3. Have a Debt Relief Plan

Chances are pretty good that you’ve got some level of debt. If that’s the case, you should set up a debt repayment plan so that you can get out of it. Make sure that debt repayment is an expense item in your budget and that you’re fully aware of how long it will take to pay down the debt based on the amount you’ve budgeted for debt relief.

4. Take Advantage of Your 401K

If you’re working for a company that offers retirement benefits, you should take advantage of that plan to prepare for your sunset years.

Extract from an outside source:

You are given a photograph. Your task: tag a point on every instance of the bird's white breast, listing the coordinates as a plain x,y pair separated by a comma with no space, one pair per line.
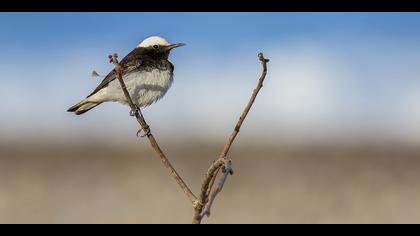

For example, if you work for Safeway, then you should contribute part of your income to the Safeway 401K. That’s money you’re putting away for retirement that will multiply over the long haul.

5. Have an Emergency Fund

It’s often the case that young people don’t bother setting up any kind of savings plan. Avoid following their example.

You should always have some money set aside for “a rainy day.” That way, if an unexpected expense comes your way, you’ll be ready.

6. Have Your Financial Documents Handy

As you get older, you’ll find that certain pieces of paper are very important. As a result, you should have them in a fireproof box in your own house or apartment so that you can access them when you need to.

At a minimum, you’ll need your birth certificate, your Social Security card, and any other official IDs. Also, keep your tax returns handy because you’ll need them in the future if you want to get a mortgage or other hefty loan.

You have your whole adult life ahead of you. Be sure that you make smart decisions about your money while you’re in your 20s, and you’ll reap the rewards for decades.